Reinstituting many of the overturned per se antitrust rules all but require a change of precedent from the Supreme Court, which appears highly unlikely given the ideology of most of the current justices. However, modifying the process that enforcers use to determine relevant markets does not require overcoming such a seemingly insurmountable hurdle. Ridding antitrust litigation of the econometric process would simply require enforcers, particularly those at the Federal Trade Commission and the Department of Justice, to completely abandon the process altogether in their enforcement efforts (particularly in the merger guidelines) and instead exclusively rely on the Brown Shoe methodology. Neither the law nor the jurisprudence would need to be modified to effectuate this change—although it might be helpful, before unilaterally disarming, to first explain the new policy in the agencies’ forthcoming revision to the merger guidelines.

While some judges currently ignore or dismiss the Brown Shoe methodology, were enforcers to completely abandon the econometric process for defining markets, courts effectively would have no choice but to rely on the controlling Brown Shoe process. Unlike other aspects of antitrust law, enforcement officials can and should fully embrace the controlling law, in this case Brown Shoe, and use it readily, leaving private litigants to employ the econometric process if they so chose. Nevertheless, history indicates that courts are highly deferential to the methods used by federal enforcers—especially when explicated in the merger guidelines—and private litigants would likely follow the lead of federal enforcers in deciding which method to use to define relevant markets.

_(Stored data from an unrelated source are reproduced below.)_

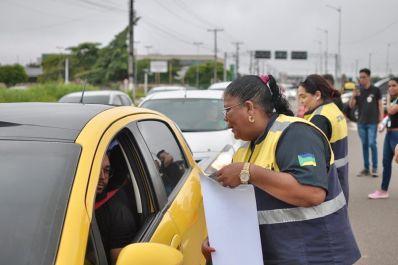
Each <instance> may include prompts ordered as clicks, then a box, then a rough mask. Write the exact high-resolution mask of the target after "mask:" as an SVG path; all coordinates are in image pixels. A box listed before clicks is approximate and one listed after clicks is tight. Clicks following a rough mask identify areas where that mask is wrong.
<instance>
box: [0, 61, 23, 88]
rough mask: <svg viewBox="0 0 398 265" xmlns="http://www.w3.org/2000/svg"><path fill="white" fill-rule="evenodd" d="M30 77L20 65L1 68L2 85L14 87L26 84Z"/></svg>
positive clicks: (2, 67) (16, 64) (22, 67)
mask: <svg viewBox="0 0 398 265" xmlns="http://www.w3.org/2000/svg"><path fill="white" fill-rule="evenodd" d="M27 80H28V75H27V74H26V71H25V69H24V68H23V66H22V65H20V64H14V65H4V66H0V83H4V84H6V85H7V86H13V85H15V84H18V83H22V82H26V81H27Z"/></svg>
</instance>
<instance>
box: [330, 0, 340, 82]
mask: <svg viewBox="0 0 398 265" xmlns="http://www.w3.org/2000/svg"><path fill="white" fill-rule="evenodd" d="M326 6H327V7H329V8H331V9H334V10H336V11H337V12H338V13H339V37H338V39H337V63H336V68H337V69H336V77H335V78H336V79H337V81H339V80H340V79H341V65H342V63H341V12H342V10H341V7H335V6H331V5H326Z"/></svg>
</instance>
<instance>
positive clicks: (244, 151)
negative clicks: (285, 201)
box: [233, 115, 360, 265]
mask: <svg viewBox="0 0 398 265" xmlns="http://www.w3.org/2000/svg"><path fill="white" fill-rule="evenodd" d="M296 122H300V123H305V124H308V125H310V126H312V127H314V128H316V127H315V126H314V125H312V124H310V123H309V122H308V121H306V120H303V119H300V118H296V117H288V116H285V115H279V116H278V117H277V119H276V120H275V121H274V123H273V124H272V125H271V128H270V130H269V132H268V134H267V136H266V137H265V139H264V140H263V141H261V142H260V143H257V144H256V145H255V146H254V149H253V150H252V149H251V148H250V145H249V144H247V145H246V146H242V147H241V148H240V149H239V150H238V151H237V152H236V153H235V155H234V159H233V161H234V162H250V163H252V164H255V165H258V166H261V167H264V168H267V169H270V170H274V171H277V172H278V171H279V167H278V164H277V163H276V150H277V146H278V142H279V140H280V138H281V137H282V139H283V136H282V135H283V134H282V133H283V131H284V130H286V129H287V128H288V127H289V126H290V125H291V124H292V123H296ZM318 130H319V129H318ZM319 131H320V130H319ZM321 133H322V132H321ZM322 134H323V133H322ZM325 138H326V137H325ZM297 140H298V141H299V140H300V139H297ZM331 153H332V152H331ZM328 173H329V175H328V193H327V196H326V198H325V201H324V202H323V203H321V204H320V205H317V206H314V207H297V206H294V205H291V204H288V203H285V202H283V201H281V200H279V199H277V198H275V197H273V196H272V195H270V194H269V193H267V192H265V191H263V190H261V189H259V188H257V187H255V194H256V202H257V216H258V221H259V228H260V229H259V230H260V237H261V244H262V251H263V258H264V264H266V265H269V264H275V265H276V264H278V265H303V264H317V265H319V264H328V265H330V264H347V265H348V264H353V263H354V262H355V261H357V260H358V259H359V258H360V252H359V249H358V246H357V244H356V241H355V238H354V235H353V233H352V230H351V225H350V222H349V220H348V214H347V205H346V201H345V198H344V195H343V193H342V190H341V187H340V184H339V181H338V178H337V172H336V167H335V166H334V163H333V155H331V160H330V170H329V172H328Z"/></svg>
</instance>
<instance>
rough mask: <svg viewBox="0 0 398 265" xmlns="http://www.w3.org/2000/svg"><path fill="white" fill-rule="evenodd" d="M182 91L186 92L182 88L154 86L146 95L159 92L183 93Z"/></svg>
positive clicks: (149, 90)
mask: <svg viewBox="0 0 398 265" xmlns="http://www.w3.org/2000/svg"><path fill="white" fill-rule="evenodd" d="M184 90H186V88H185V87H184V86H156V87H153V88H152V89H151V90H149V91H148V95H151V94H154V93H159V92H169V91H184Z"/></svg>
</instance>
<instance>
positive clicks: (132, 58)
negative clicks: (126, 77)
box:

Currently, the Department of Justice and the Federal Trade Commission are redoing and updating their merger guidelines. To continue facilitating the progressive antitrust policy that began with President Biden’s administration and to start broadly de-economizing antitrust litigation, both agencies should seize the opportunity to jettison the econometric-heavy market definition tests and enshrine this change within the updated merger guidelines. Enforcers should instead exclusively rely on the sensible, practical, and fair approach the Supreme Court developed in Brown Shoe.